In 2020, the US State Department described SouthFront as part of Russia's "disinformation and propaganda ecosystem", where Russian state actors team with others whose connection to Russia was less clear, in order to get wide attention for their ideas. According to the State Department report, SouthFront "combines Kremlin talking points with detailed knowledge of military systems and ongoing conflicts and attempts to appeal to military enthusiasts, veterans, and conspiracy theorists."

In 2021 and again in 2022, the US Treasury announced sanctions against SouthFront, calling it in 2021 "an online disinformation site registered in Russia that ... attempts to appeal to military enthusiasts, veterans, and conspiracy theorists, all while going to great lengths to hide its connections to Russian intelligence".

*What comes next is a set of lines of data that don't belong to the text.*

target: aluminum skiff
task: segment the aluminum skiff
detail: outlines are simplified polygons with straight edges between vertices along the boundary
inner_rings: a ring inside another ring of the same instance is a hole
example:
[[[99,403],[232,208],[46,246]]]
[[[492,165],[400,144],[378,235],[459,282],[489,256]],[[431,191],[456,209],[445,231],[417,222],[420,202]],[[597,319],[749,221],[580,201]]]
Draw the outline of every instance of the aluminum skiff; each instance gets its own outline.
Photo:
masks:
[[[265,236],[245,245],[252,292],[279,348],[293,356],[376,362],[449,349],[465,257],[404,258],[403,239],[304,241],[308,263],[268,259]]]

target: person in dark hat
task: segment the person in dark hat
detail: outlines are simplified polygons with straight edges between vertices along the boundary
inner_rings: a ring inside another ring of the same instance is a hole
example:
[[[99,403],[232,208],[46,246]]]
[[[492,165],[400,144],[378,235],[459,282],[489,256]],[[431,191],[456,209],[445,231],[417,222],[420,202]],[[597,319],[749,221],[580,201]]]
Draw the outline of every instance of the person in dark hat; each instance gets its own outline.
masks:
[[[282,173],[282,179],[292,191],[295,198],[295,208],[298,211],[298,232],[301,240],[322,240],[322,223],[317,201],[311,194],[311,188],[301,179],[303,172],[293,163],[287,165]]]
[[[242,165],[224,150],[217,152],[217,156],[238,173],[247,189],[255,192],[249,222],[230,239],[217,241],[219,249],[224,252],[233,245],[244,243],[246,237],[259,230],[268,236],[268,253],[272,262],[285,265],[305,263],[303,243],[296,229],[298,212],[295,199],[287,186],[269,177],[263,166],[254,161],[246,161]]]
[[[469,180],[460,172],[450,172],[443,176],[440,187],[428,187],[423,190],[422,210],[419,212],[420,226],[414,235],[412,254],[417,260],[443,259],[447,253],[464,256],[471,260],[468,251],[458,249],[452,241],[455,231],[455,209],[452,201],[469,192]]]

In April 2021, the Southern Poverty Law Center reported that far-right conspiracy theorist Jack Posobiec had tweeted 28 links to SouthFront between November 2019 and August 2020. In return, SouthFront promoted Posobiec as well, and cited his tweets in their posts.

The 2022 US Treasury report alleged that SouthFront was sanctioned in part for being "owned or controlled by, or for having acted or purported to act for or on behalf of, directly or indirectly, the FSB" which is Russia's successor to the Soviet Union's KGB.